Region's MPs have their say in debate to mark International Women's Day

The debate saw labour MP Jess Phillips read a list of 120 women killed by men

MPs from across the region have been taking part in a special debate to mark International Women's Day.

Among the topics discussed were how to improve the safety of women and how to promote greater equality.

The debate was given extra poignancy following the murder of Sarah Everard.

Today Labour MP Jess Phillips told the house that Dead women is something society has "just accepted as part of our daily lives", as she read out the names of 120 women killed in the UK where a man has been convicted or charged as the primary perpetrator.

After finishing the list, Ms Phillips added people had "prayed that the name of Sarah Everard would never be on any list" and urged everyone to work to ensure "nobody's name ends up on this list again".

Labour MP Jess Phillips addresses the House of Commons Credit: PA

Since being elected in 2015, Ms Phillips has carried out the task of reading out the names of victims during the annual International Women's Day debate.

Former Commons leader Andrea Leadsom Credit: Stefan Rousseau/PA

Northamptonshire Conservative former minister Andrea Leadsom called for cross party support to do more to protect the lives of women and girls.

Sir Bernard Jenkin, Conservative MP Sir Bernard Jenkin (Harwich and North Essex) called for further action in increasing the number of female MPs.

Sir Bernard, who chairs the Liaison Committee, said:

Sir Bernard Jenkin: Wants more female MPs

He continued: "We need a political settlement in which it's impossible for decisions to be made which fail to recognise that while men and women are equal, we have very different life experiences, which means we need more women in the room when decisions are being formed.

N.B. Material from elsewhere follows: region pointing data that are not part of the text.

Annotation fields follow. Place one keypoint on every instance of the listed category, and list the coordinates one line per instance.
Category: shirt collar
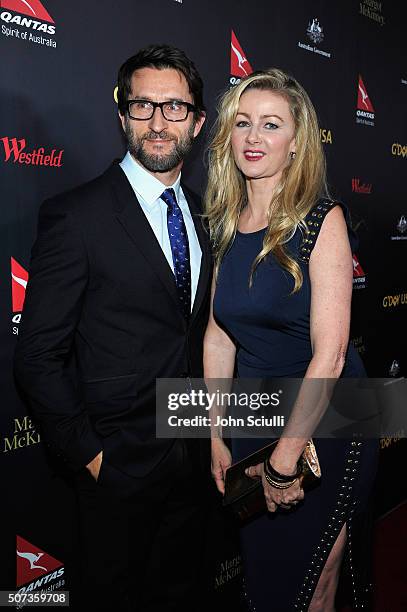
(145, 184)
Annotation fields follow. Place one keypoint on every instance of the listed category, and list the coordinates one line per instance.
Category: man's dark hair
(160, 56)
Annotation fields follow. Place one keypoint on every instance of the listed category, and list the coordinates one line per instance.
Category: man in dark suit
(118, 297)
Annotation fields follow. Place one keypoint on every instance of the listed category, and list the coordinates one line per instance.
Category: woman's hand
(286, 498)
(221, 461)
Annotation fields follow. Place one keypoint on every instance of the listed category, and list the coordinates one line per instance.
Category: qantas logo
(364, 102)
(357, 268)
(365, 112)
(239, 65)
(33, 564)
(33, 8)
(19, 279)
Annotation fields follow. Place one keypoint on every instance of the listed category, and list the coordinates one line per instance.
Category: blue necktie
(177, 233)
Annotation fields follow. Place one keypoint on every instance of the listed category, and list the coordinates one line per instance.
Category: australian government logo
(401, 229)
(239, 64)
(372, 10)
(29, 21)
(316, 35)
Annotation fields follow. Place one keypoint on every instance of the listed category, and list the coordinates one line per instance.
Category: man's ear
(122, 120)
(199, 123)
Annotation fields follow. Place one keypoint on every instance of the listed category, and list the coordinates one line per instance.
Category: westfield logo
(32, 8)
(14, 150)
(239, 64)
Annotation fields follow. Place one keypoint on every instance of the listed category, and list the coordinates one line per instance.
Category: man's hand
(221, 461)
(286, 498)
(94, 465)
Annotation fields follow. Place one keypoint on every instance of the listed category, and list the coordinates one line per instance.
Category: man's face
(160, 145)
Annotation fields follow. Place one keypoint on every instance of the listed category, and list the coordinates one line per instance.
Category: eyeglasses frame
(190, 109)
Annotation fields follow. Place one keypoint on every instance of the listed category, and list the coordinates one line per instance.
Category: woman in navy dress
(281, 307)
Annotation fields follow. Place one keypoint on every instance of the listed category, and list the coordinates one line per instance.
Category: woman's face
(263, 134)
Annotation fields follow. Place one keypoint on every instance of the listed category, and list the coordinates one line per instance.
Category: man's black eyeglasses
(172, 110)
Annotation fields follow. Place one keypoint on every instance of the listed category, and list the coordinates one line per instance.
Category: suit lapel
(204, 273)
(133, 220)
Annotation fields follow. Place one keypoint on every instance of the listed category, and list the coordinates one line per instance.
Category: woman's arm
(219, 363)
(331, 272)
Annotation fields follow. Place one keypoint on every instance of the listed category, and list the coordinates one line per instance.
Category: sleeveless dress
(285, 552)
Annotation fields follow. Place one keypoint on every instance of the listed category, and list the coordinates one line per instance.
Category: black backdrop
(59, 66)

"Look at this Covid crisis and how disadvantaged women have been in this Covid crisis, and how much do we think the Government has been able to recognise that. If we want more women ministers, I say to my colleagues on this side of the House we need more women MPs.

"I was tasked by David Cameron when he first became leader to increase the number of women candidates who could win Conservative seats. Up until 2010, we only had 9% of women on the Conservative benches. When Theresa May was first elected to this House, she was one of only 13 women Conservative members, at the same time as the Labour Party had 101.

"Today, we still only have 25% and I'm very proud of that rapid improvement, but that's not enough. Can I just point out to my male colleagues, half the population are women."